The most common adverse effects of thiazide diuretics are electrolyte disturbances. Thiazide diuretics are potassium wasting, and when combined with loop diuretics, the likelihood of adverse effects such as azotemia and hypokalemia are increased. They may also increase calcium reabsorption and thus lead to hypercalcemia. Adverse effects, including renal failure, can be minimized when hydrochlorothiazide is added to chronic CHF treatment protocols that include high-dose furosemide by reducing the total daily dose of furosemide by approximately 25%–50% and starting at the lower end of the monotherapy dosage range for hydrochlorothiazide (2 mg/kg, PO, bid).

Compared with that of furosemide, the relative potency of thiazide diuretics is low in dogs and cats when used as monotherapy; thus, they are rarely used as first-line diuretics in these species. Thiazides are primarily used in dogs that have developed furosemide resistance and are commonly referred to as rescue diuretics in dogs. The typical monotherapy dosage for hydrochlorothiazide in dogs is 2–4 mg/kg, PO, bid. When hydrochlorothiazide is added to furosemide, the initial dosage should be 2 mg/kg, PO, bid. The typical monotherapy dosage for hydrochlorothiazide in cats is 0.5–2 mg/kg, PO, once to twice daily.

Spironolactone is available as a tablet for oral administration. It is highly protein-bound, metabolized by the liver, and excreted by the kidneys. Peak diuresis occurs as late as 2–3 days after administration.

Potential toxicities include hyperkalemia, which may be exacerbated by concurrent therapy with an ACE inhibitor, especially if furosemide is not also administered. Facial excoriation has been reported in cats, but initial reports may overestimate the frequency.

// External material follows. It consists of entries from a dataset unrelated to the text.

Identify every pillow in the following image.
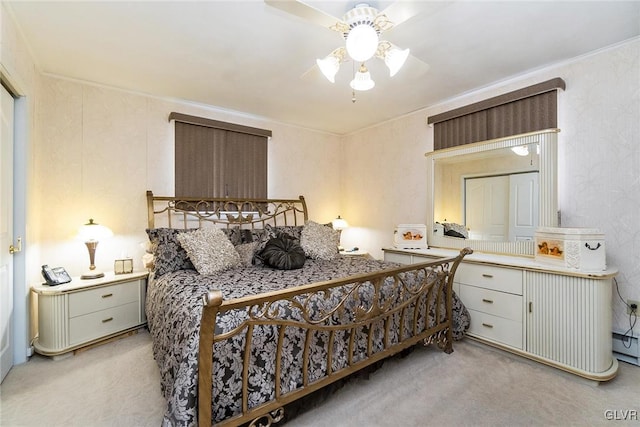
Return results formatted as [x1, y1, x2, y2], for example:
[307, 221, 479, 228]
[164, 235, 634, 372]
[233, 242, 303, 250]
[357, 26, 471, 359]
[247, 228, 266, 244]
[442, 222, 469, 239]
[300, 220, 340, 260]
[146, 228, 195, 277]
[251, 225, 280, 265]
[235, 242, 258, 267]
[176, 227, 241, 275]
[259, 237, 306, 270]
[272, 225, 304, 243]
[223, 227, 255, 246]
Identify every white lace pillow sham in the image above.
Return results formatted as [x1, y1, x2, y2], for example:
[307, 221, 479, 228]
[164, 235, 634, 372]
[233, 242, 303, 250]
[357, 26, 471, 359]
[300, 220, 340, 260]
[177, 227, 241, 275]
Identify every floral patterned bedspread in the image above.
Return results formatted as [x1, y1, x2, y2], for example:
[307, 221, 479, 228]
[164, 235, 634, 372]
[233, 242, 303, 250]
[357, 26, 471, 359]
[146, 256, 470, 426]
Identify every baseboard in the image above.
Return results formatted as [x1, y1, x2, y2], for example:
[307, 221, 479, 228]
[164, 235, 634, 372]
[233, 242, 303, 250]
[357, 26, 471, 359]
[612, 330, 639, 366]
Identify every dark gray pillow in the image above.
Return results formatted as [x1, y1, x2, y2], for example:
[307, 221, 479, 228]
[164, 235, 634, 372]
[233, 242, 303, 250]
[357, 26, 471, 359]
[146, 228, 195, 277]
[259, 237, 306, 270]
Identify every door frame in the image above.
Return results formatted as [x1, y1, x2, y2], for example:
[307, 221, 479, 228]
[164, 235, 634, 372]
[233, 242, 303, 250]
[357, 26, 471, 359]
[1, 68, 29, 367]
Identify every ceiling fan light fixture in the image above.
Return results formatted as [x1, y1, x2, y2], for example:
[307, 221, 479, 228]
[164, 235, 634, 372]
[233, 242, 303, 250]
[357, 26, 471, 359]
[385, 47, 410, 77]
[350, 64, 375, 91]
[345, 24, 379, 62]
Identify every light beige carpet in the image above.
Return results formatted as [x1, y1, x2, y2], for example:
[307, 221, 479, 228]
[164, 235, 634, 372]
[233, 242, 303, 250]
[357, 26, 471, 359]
[0, 329, 638, 426]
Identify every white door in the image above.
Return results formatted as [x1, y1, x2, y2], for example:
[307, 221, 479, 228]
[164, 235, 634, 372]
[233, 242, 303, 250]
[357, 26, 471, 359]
[1, 84, 15, 382]
[465, 175, 509, 241]
[508, 172, 539, 241]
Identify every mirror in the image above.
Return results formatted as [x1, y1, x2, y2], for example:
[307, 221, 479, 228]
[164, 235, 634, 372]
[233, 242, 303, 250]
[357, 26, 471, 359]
[426, 129, 559, 256]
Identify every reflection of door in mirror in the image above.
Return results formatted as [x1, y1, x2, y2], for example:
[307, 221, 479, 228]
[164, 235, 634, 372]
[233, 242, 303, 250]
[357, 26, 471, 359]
[434, 144, 539, 242]
[427, 129, 558, 256]
[465, 175, 509, 241]
[464, 172, 539, 241]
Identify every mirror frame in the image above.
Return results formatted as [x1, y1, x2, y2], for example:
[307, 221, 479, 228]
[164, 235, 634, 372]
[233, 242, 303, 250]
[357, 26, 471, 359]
[426, 129, 559, 256]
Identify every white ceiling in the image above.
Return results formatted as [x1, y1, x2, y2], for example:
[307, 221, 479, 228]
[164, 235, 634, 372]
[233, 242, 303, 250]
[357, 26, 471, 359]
[5, 1, 640, 134]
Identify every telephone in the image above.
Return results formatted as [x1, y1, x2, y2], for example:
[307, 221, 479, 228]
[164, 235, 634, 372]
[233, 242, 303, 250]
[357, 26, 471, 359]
[41, 265, 72, 286]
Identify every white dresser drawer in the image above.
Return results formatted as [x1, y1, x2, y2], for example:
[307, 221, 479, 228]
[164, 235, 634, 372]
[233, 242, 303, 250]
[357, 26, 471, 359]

In dogs with CHF, particularly those with ascites secondary to right heart failure, an increased plasma aldosterone concentration may be present, and the effect of these diuretics may be enhanced. However, potassium-sparing diuretics are weak diuretics when used alone and thus should never be used as sole agents in animals with heart failure. When potassium-sparing diuretics are administered with other diuretics such as furosemide, potassium loss is decreased, which may be beneficial. Recent studies suggest that adding spironolactone to chronic CHF treatment in dogs may improve survival. The increasing use of spironolactone in veterinary medicine is related to these potential cardioprotective/antifibrotic effects and not its diuretic effect per se. The dosage of spironolactone for diuretic use is 2–4 mg/kg/day. Lower dosages (0.5–1 mg/kg, bid) may be considered for inhibition of the RAAS. Typical dosages for adjunctive treatment of CHF in dogs are 1–2 mg/kg, PO, bid, or 2 mg/kg/day, PO; similar dosages are used for a cardioprotective indication in dogs. Typical dosages for adjunctive treatment of CHF in cats are 1–2 mg/kg, PO, once to twice daily.